Warren Buffett’s Berkshire Hathaway has reduced its stake in Bank of America to 9.99%. The conglomerate sold 9.5 million shares between Tuesday and Thursday, making about $382 million in profits. This latest sale caps off three months of selling, during which Berkshire unloaded a total of 257 million shares.
The sales have netted the company roughly $10 billion. Berkshire remains Bank of America’s largest stockholder, with over 775 million shares valued at around $31 billion. However, by dropping below the 10% ownership threshold, Berkshire is no longer required to quickly report changes in its position to the SEC.
Bank of America’s stock price has fallen more than 9% since Berkshire started selling.
Berkshire cuts Bank of America stake
The stock is still up over 18% year-to-date but trails competitors like Goldman Sachs, JPMorgan Chase, and Citigroup.
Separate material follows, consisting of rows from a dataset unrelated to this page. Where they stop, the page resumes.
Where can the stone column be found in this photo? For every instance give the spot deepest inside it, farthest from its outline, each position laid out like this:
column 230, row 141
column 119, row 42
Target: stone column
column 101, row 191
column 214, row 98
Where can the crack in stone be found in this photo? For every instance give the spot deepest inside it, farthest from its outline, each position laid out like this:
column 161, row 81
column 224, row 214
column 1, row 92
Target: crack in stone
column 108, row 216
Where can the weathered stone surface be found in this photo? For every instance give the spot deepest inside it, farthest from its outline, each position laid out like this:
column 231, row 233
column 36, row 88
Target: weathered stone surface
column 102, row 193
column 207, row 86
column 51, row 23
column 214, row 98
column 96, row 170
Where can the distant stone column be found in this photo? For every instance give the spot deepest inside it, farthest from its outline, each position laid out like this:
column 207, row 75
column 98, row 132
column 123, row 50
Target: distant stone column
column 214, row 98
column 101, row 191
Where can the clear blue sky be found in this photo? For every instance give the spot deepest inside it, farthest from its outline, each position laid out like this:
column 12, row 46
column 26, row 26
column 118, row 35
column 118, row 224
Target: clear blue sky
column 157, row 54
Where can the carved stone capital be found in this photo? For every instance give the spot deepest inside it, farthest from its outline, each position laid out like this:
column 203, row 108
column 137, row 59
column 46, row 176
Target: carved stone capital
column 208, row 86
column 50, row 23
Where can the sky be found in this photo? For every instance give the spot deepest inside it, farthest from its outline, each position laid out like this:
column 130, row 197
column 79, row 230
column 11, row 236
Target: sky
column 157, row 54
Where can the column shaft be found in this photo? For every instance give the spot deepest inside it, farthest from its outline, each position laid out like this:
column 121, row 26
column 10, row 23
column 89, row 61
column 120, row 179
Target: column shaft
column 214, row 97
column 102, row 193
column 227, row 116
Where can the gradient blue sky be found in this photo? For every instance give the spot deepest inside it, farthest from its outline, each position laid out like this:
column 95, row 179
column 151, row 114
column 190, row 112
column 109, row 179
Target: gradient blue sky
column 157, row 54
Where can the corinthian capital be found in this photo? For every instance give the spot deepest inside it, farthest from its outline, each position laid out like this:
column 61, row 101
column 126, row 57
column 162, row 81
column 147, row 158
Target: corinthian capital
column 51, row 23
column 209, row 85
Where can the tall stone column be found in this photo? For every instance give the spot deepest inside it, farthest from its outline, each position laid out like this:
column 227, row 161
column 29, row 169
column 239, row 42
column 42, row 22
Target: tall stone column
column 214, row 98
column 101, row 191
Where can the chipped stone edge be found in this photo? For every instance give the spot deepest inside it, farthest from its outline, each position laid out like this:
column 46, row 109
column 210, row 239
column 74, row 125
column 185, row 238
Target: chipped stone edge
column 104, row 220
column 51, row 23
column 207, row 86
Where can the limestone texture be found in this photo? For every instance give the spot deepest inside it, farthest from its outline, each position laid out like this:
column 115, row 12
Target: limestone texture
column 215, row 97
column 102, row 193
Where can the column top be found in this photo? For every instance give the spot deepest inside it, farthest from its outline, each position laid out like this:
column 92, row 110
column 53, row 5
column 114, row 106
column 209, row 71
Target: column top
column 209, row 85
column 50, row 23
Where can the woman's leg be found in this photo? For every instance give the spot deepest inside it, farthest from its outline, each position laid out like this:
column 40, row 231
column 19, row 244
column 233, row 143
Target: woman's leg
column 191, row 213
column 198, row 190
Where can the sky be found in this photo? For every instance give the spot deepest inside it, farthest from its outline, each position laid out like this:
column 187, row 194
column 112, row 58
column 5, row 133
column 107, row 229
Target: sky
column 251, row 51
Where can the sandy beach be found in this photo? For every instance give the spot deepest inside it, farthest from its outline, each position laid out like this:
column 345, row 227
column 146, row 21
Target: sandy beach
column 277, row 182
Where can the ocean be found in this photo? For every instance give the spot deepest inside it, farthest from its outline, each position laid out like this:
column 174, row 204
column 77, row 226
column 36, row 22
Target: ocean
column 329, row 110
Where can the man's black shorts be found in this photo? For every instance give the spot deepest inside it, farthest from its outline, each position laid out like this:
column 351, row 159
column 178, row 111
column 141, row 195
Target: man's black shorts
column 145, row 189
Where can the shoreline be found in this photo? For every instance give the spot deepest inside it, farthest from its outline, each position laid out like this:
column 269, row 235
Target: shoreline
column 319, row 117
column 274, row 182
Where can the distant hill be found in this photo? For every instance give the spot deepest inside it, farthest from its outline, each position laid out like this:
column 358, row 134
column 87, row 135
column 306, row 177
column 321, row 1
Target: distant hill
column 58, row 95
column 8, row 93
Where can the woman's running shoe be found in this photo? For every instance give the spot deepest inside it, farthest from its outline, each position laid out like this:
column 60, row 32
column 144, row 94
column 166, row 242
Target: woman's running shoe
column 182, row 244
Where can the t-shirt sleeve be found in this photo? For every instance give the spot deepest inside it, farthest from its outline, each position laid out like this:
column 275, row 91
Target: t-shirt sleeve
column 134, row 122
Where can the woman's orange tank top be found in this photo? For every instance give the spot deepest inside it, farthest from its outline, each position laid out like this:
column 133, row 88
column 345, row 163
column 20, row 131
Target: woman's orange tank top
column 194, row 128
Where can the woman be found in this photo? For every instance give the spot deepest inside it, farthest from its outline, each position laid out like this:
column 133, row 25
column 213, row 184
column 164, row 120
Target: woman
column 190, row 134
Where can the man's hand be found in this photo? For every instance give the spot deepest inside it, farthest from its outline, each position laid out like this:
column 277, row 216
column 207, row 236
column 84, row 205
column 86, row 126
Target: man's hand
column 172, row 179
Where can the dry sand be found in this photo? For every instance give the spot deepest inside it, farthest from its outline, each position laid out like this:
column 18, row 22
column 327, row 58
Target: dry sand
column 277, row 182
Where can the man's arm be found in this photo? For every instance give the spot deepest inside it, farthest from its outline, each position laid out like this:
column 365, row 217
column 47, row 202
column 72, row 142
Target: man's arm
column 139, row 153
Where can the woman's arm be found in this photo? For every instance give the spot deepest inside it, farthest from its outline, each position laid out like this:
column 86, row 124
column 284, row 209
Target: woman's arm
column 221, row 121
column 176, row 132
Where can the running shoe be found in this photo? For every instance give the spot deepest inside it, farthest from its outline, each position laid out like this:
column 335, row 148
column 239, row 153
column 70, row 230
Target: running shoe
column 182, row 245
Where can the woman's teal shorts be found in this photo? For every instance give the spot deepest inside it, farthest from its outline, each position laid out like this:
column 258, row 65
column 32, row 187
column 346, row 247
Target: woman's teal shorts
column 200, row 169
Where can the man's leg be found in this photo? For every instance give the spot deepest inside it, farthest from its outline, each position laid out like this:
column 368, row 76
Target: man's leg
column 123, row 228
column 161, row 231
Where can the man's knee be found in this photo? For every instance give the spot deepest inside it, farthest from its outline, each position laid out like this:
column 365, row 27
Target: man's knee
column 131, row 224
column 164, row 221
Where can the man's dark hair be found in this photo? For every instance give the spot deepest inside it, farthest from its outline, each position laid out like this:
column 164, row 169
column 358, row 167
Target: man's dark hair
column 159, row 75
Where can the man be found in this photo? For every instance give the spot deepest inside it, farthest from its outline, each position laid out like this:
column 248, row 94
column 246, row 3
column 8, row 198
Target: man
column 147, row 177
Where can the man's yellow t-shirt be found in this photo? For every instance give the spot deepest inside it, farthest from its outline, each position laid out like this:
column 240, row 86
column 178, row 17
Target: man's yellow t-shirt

The bank is set to report third-quarter results on Tuesday. Analysts expect profits to decline from last year and the previous quarter. However, CFO Alastair Borthwick recently said net interest income should grow from Q3 through year-end.
Buffett has a long history with Bank of America. In 2011, he invested $5 billion in the struggling lender after the financial crisis, backing CEO Brian Moynihan. As of June, Bank of America made up 15% of Berkshire’s portfolio, its third-largest holding after Apple and American Express.
Moynihan acknowledged Buffett’s role, saying: “He’s been a great investor for our company and stabilized our company when we needed it at the time.”